Do total de 943 ocorrências classificadas como furto de alimentos, bebidas e itens de higiene, 241 correspondiam a objetos com valor de até R$ 110 (25,6%). Desses, 83,8% dos acusados (202) receberam liberdade provisória, com ou sem fiança, na audiência de custódia ou após a análise do flagrante, durante o período que tais audiências ficaram suspensas. Das 39 pessoas mantidas presas nesse período, oito tiveram a preventiva revista ao longo do processo. Dos 943 registros de furto de artigos de primeira necessidade examinados, 43% (159 casos) tinham preços equivalentes a até 20% do salário mínimo. Nos casos em que o bem furtado valia entre 10% e 20% do mínimo, houve condenação em 57% dos processos, com penas variando entre quatro meses e seis anos de reclusão.
"Os furtos, na maioria das vezes, ficam nessa faixa, com valor baixo, e o que a gente vê é que é de material de subsistência mesmo". Observaram-se também casos de pessoas que furtaram caixas de bombons para revenda, com valor auferido destinado para suprir necessidades básicas." Isabel Schprejer considerou que seria interessante encaminhar o relatório para o Tribunal de Justiça do Rio de Janeiro (TJRJ). "Pode ser interessante enviarmos, sim."
No estudo, a Defensoria Pública analisou os casos até a sentença, ou primeira fase, mas não os recursos impetrados, porque a ideia era ver o comportamento dos juízes de primeiro grau. Isabel admitiu que, em outra etapa, a pesquisa pode vir a abranger o que houve depois com esses casos. A defensora disse acreditar que muitas penas de seis anos tenham sido reformadas. No caso da pena de seis anos, ela destacou que o acusado era reincidente ou tinha antecedentes, e as duas razões parecem ser suficientes, ao olhar dos juízes, para que não se aplique o princípio da insignificância, nem se atribuam penas alternativas, como a prestação de serviços à comunidade.
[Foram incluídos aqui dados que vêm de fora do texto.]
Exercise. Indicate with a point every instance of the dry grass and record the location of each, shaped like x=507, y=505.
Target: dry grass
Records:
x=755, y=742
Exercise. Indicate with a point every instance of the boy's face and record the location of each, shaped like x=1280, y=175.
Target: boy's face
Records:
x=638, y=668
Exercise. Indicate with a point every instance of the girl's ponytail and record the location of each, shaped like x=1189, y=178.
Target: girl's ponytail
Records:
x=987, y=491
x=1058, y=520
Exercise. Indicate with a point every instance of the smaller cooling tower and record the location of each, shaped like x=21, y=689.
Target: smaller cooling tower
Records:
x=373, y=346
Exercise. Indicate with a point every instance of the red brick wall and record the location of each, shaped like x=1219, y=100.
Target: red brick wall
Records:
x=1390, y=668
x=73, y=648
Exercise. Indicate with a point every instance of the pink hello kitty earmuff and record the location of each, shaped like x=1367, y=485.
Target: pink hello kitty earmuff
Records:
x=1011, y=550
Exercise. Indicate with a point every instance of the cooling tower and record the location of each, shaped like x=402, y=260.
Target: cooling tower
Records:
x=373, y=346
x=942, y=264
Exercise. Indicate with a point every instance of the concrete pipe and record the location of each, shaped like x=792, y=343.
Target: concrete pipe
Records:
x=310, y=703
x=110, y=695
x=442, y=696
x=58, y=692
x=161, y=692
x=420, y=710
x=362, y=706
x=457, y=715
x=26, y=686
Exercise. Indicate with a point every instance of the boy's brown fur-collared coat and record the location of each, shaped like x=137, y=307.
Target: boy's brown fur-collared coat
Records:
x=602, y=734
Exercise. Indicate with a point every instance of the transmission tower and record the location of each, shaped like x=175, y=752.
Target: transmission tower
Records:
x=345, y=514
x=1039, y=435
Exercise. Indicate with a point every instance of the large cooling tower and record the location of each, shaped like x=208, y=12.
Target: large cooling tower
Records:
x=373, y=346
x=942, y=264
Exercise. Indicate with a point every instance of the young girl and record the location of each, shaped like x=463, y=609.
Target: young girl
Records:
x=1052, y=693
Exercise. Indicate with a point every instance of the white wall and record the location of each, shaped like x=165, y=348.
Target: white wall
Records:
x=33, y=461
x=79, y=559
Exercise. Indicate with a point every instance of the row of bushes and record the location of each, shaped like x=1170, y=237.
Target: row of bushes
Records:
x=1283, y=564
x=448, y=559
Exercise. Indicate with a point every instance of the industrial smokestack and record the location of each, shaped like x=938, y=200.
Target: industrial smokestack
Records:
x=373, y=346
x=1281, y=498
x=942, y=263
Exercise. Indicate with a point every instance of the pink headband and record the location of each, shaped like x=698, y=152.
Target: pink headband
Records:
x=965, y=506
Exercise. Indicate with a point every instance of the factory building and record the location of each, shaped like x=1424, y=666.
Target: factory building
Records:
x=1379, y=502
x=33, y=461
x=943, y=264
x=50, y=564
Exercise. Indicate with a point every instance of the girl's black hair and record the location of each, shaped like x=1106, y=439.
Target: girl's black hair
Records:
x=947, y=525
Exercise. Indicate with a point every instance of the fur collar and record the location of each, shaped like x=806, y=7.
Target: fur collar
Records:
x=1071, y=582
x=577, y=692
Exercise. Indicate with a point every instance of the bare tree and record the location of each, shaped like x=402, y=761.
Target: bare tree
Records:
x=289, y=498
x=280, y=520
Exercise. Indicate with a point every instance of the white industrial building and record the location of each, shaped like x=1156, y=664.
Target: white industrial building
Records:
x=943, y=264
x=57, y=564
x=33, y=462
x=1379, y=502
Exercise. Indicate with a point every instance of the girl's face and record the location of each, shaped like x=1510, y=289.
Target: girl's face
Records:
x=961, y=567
"Na verdade, não é feita uma análise global do caso da pessoa; ela não é encaminhada para a assistência social, por exemplo. E a pena é aplicada. "Não é vista a situação da pessoa, por que está cometendo vários furtos em supermercados e furtos de pequeno valor? É para alimentar os filhos? Isso não é analisado quando a pessoa responde a um processo penal", destacou a subcoordenadora de Defesa Criminal da DPRJ. A motivação não tem grande ênfase na visão dos julgadores, concluiu.